Rebooting the Matrix

by Matt Soriano | 5/20/03 5:00am

There is a climactic car chase/fight scene/shootout in The Matrix: Reloaded that was one of the most relevant parts of the Wachowski brothers' film. It wasn't because of the technical mastery of the wire work, special effects and martial arts. This explosive action sequence piqued my attention because all of the cars involved were GM products. An Escalade SUV and a CTS sports sedan, as part of their service to the Grande Dame of American Luxury, were the chosen mounts of leading actors in the film. Fittingly, their demises are glorious and almost emotional affairs of painfully screeching metal, angry stuttering machine guns and roaring engines. Yet the entire spectrum of GM cars are gleefully destroyed as well. Featuring prominently were a series of unfortunate Malibus, Suburbans, Caprices, Intrigues and GMC trucks.

Apparently the Matrix's operating system never allowed for Japanese or German cars to penetrate the American markets. Nor did it seem pertinent for any character in the film to drive a Lincoln LS while evading enemies in Lincoln Navigators. And it might have been too craven for it to be central to the plot that a GM product save the lives of the protagonists, while the antagonists -- who have chosen rival products -- suffer brutal deaths due to their poor product choice.

Or maybe it was just that if Trinity had used OnStar to call for help it might have conflicted with the Wachowski brothers' contract with Samsung LG group, which provided all the mobile phones for the film.

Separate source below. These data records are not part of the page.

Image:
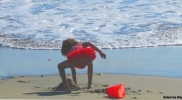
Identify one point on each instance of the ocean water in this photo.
(31, 30)
(43, 24)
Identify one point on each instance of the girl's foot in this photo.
(89, 86)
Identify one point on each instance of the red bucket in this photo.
(116, 91)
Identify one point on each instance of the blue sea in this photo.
(140, 37)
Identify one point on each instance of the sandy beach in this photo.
(137, 87)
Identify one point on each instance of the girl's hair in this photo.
(67, 45)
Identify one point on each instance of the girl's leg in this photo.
(73, 70)
(61, 67)
(90, 73)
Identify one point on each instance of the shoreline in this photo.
(137, 87)
(14, 76)
(158, 62)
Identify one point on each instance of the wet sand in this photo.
(137, 87)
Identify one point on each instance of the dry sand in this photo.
(137, 87)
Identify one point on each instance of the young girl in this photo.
(79, 55)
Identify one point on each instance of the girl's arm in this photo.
(95, 48)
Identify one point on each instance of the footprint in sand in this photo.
(23, 81)
(149, 91)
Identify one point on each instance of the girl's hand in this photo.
(103, 55)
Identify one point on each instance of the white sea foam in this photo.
(43, 24)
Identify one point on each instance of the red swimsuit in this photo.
(82, 53)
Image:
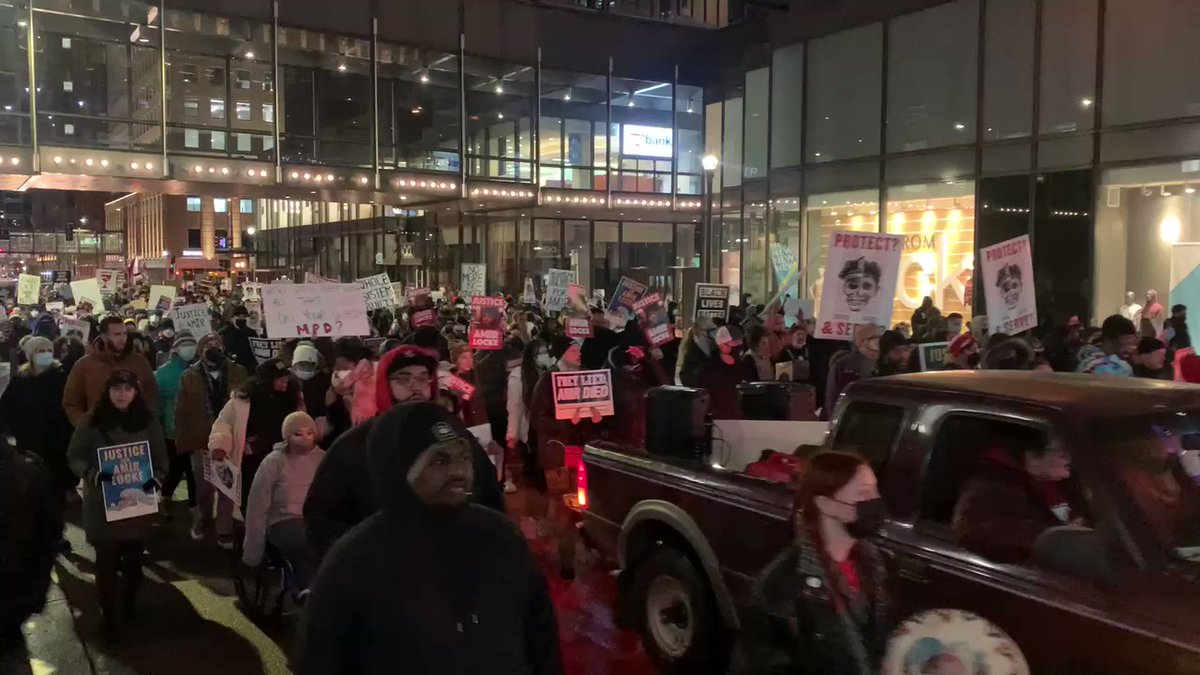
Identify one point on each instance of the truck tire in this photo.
(677, 617)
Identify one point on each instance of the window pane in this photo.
(756, 120)
(1068, 65)
(786, 103)
(931, 77)
(1147, 43)
(845, 72)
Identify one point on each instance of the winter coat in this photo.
(425, 591)
(342, 494)
(555, 434)
(30, 529)
(195, 414)
(31, 406)
(805, 620)
(85, 463)
(519, 416)
(85, 384)
(1000, 512)
(168, 378)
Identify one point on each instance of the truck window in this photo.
(870, 429)
(960, 449)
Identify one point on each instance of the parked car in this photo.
(1116, 598)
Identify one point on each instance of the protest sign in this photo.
(473, 278)
(88, 290)
(195, 317)
(579, 327)
(28, 286)
(130, 469)
(581, 392)
(223, 475)
(861, 275)
(712, 300)
(627, 293)
(1008, 286)
(265, 350)
(73, 327)
(377, 292)
(654, 320)
(933, 356)
(315, 310)
(111, 280)
(556, 288)
(161, 297)
(486, 323)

It is remarkable that the central theme of a movie franchise -- the fact that our lives involve little if any free choice -- would not be weakened but strengthened by such cross-marketing affairs. The Matrix's artistic integrity is in an odd way strengthened by its dominance of our culture for the past few days. Time Warner, the producer of the film, managed to create a culture of breathlessness among moviegoers such that some of us stood in line for hours to buy tickets for which the movie theaters could very well have charged double. Indeed, the tight integration of the plotlines of "The Matrix: Reloaded" and the forthcoming "The Matrix: Revolutions" makes it impossible for us to see one without seeing the other. It is said that certain aspects of the Matrix trilogy are better understood if you play the video game. How will millions of Americans avoid shelling out $59.99 in addition to the $7.50 for the movie ticket? I'm sure Time Warner Media has a detailed forecast.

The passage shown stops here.